I should be used to it by now, but somehow a needle in my stomach that punctures a vein still makes me cry. I’m not scared of needles. I had blood tests done every 6 months for 10 years with my bilharzia. They filled a lot of tubes from my veins. This however has left little marks on my stomach, just enough so it goes a little red and purple – and gets irritated by wearing my jeans.
When a vein gets hit, it bleeds and burns and feels like something is trying to rip a huge hole on your tender tummy.
I have had 7 days of injections thusfar. The last 3 days was 2 injections a pop. (…and cost just over R6000!)
…and I’m thirsty all the time. I can literally drink water and still be thirsty. When the sisters say you have to stay dehydrated you want to get it right – because just maybe that is what you may do wrong.
2 scans in
I don’t know how it works at all the other fertility clinics, but at MedFem in the mornings… you arrive damn early to put your name on the sheet for a scan. I leave home at 5:15 to get my name on the list and luckily with Dr Clark I am always one of the first three.

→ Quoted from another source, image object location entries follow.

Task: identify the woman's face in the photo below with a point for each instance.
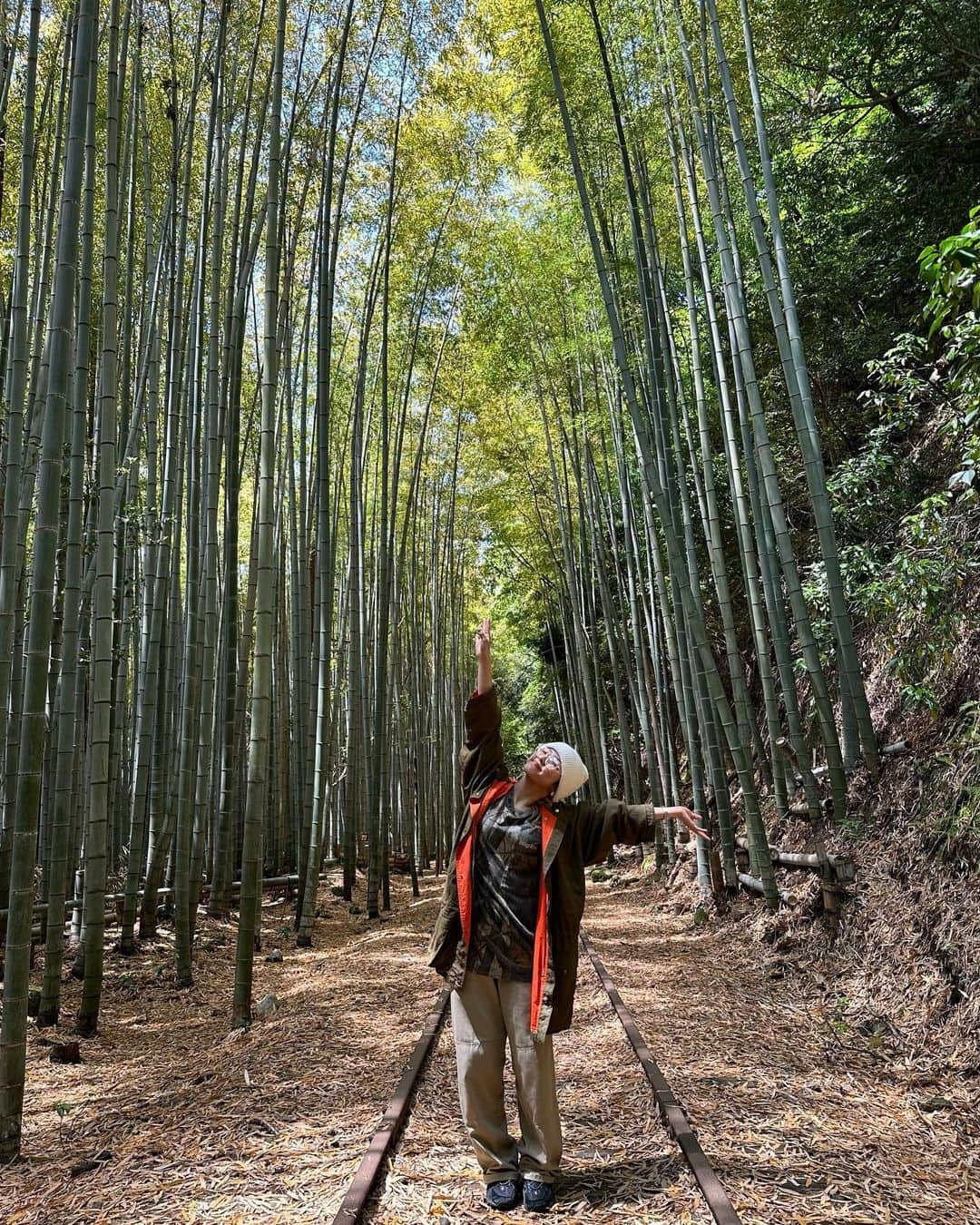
(544, 767)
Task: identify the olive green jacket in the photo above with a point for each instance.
(584, 833)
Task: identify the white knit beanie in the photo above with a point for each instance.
(573, 773)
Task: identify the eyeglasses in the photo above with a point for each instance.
(549, 755)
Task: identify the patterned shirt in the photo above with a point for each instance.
(506, 881)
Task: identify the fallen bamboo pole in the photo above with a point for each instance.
(756, 886)
(843, 867)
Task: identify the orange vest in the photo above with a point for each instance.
(465, 888)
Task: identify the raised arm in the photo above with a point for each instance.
(482, 756)
(482, 648)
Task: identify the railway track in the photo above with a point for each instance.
(381, 1147)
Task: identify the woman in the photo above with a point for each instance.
(506, 937)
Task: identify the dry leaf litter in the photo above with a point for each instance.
(184, 1120)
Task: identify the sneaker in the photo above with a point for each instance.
(504, 1194)
(538, 1196)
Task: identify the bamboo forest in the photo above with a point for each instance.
(389, 388)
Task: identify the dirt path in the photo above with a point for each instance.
(619, 1164)
(201, 1124)
(206, 1124)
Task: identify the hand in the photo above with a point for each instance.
(686, 818)
(482, 642)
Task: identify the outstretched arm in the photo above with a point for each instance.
(603, 826)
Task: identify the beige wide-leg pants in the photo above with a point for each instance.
(485, 1014)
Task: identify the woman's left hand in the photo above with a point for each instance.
(686, 818)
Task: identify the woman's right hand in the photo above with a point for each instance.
(482, 647)
(482, 642)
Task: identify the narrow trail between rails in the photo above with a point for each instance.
(188, 1122)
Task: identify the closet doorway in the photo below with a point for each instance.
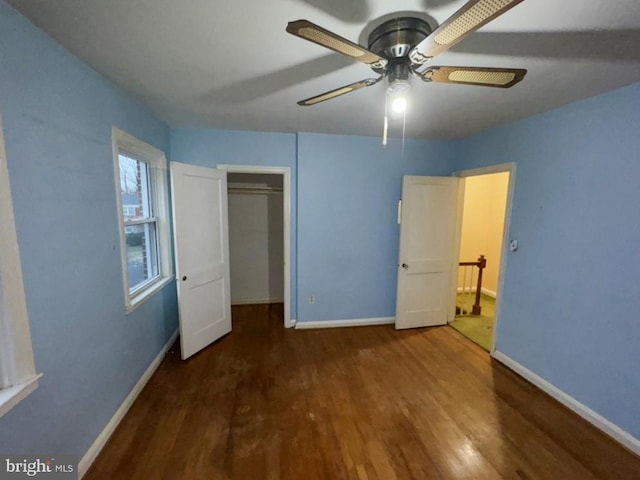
(259, 206)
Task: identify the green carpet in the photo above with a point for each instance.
(477, 328)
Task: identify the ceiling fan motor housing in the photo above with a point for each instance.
(394, 38)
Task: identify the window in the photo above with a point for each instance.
(18, 376)
(141, 189)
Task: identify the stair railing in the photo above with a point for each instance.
(468, 270)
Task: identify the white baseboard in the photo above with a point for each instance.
(486, 291)
(352, 322)
(256, 301)
(597, 420)
(94, 450)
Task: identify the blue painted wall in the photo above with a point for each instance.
(571, 301)
(209, 148)
(57, 116)
(348, 236)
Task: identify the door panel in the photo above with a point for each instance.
(427, 250)
(202, 251)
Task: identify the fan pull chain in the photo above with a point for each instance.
(386, 121)
(404, 129)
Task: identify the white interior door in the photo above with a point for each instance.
(427, 250)
(201, 237)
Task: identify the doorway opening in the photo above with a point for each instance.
(258, 207)
(483, 240)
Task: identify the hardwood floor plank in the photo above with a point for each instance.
(353, 403)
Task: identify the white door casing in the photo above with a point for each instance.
(201, 238)
(427, 250)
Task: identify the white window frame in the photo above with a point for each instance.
(155, 158)
(18, 377)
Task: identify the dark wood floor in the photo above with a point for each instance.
(351, 403)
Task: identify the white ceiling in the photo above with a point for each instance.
(230, 64)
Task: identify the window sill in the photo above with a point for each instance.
(142, 297)
(11, 396)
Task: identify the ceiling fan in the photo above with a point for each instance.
(402, 46)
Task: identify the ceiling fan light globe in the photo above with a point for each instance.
(398, 86)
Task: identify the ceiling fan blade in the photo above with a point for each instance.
(316, 34)
(473, 15)
(339, 91)
(484, 77)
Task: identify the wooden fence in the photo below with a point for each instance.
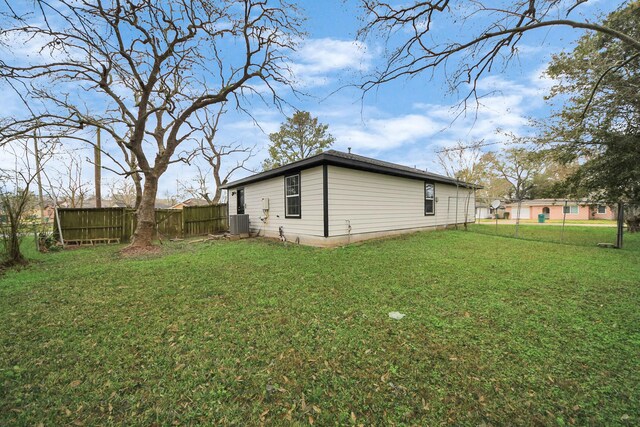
(94, 225)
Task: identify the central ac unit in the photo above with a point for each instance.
(239, 224)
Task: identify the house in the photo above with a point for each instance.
(555, 209)
(335, 198)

A scan is what you think it is, a sonar probe down there. The fertility specialist can then see follicles (holders of eggs) and measure their length. Based on that he/she can ascertain if follicle growth is normal/under or over performing.
Tip for when you go – wear a dress or skirt then you don’t have to undress and put on the gown. You just use the supplied cover over your legs.
Things I get asked quite regularly
- How did I find my doctor?
I first went to another clinic and doctor. He wasn’t the nicest person in the world and I figured that if I’m going to pay someone so much I don’t want to have his personality rub me the wrong way. Then I went to see a doctor at yet another clinic. I didn’t feel that the clinic was the right place for me. So then I did more research online and stumbled across an article about Dr Clark. Then I clicked through to MedFem and his profile had a photo and I just knew that he was the doctor I needed to go see.
- How many times have I had IVF?
I don’t like to say that I’ve had IVF, I have gone for aspirations. This is when they harvest the eggs from the follicles. Yes, the eggs they’ve found have been fertilized using the IVF process. So technically I’ve only had IVF twice – but have been in the fertility clinic for aspirations more times than I care to remember.
- How do I cope?
I wake up and I just do. I don’t stop because I’m tired or feeling low. I just get it done. It’s the same principle as an athlete, you compete and stand the chance to win or you get left in obscurity.
- Why didn’t I just adopt?
How did you get out of bed today with that face? I’m awesome and I want to make sure this awesome continues. For some people adoption is right, for others it isn’t.
- Do I know many people going through the same thing?
I definitely know more people with fertility issues than you… Most couples just get on with the treatment and their lives. We don’t bond over roasting marshmallows. The infertility treatment process is stressful and expensive. Mostly you don’t want to see people.
- How do you even know when you should see a fertility specialist?
When you complain to your gynecologist your period is all over the show and they say it’s because you are stressed out… or if you have irregular periods. When your gynecologist tells you that you’ve been doing it wrong and you’ve been trying to have a kid for more than a couple of months. Your gynecologist most definitely has no idea that there may be something wrong with you. Accept that and move on. When your gut tells you there is something wrong, trust your gut.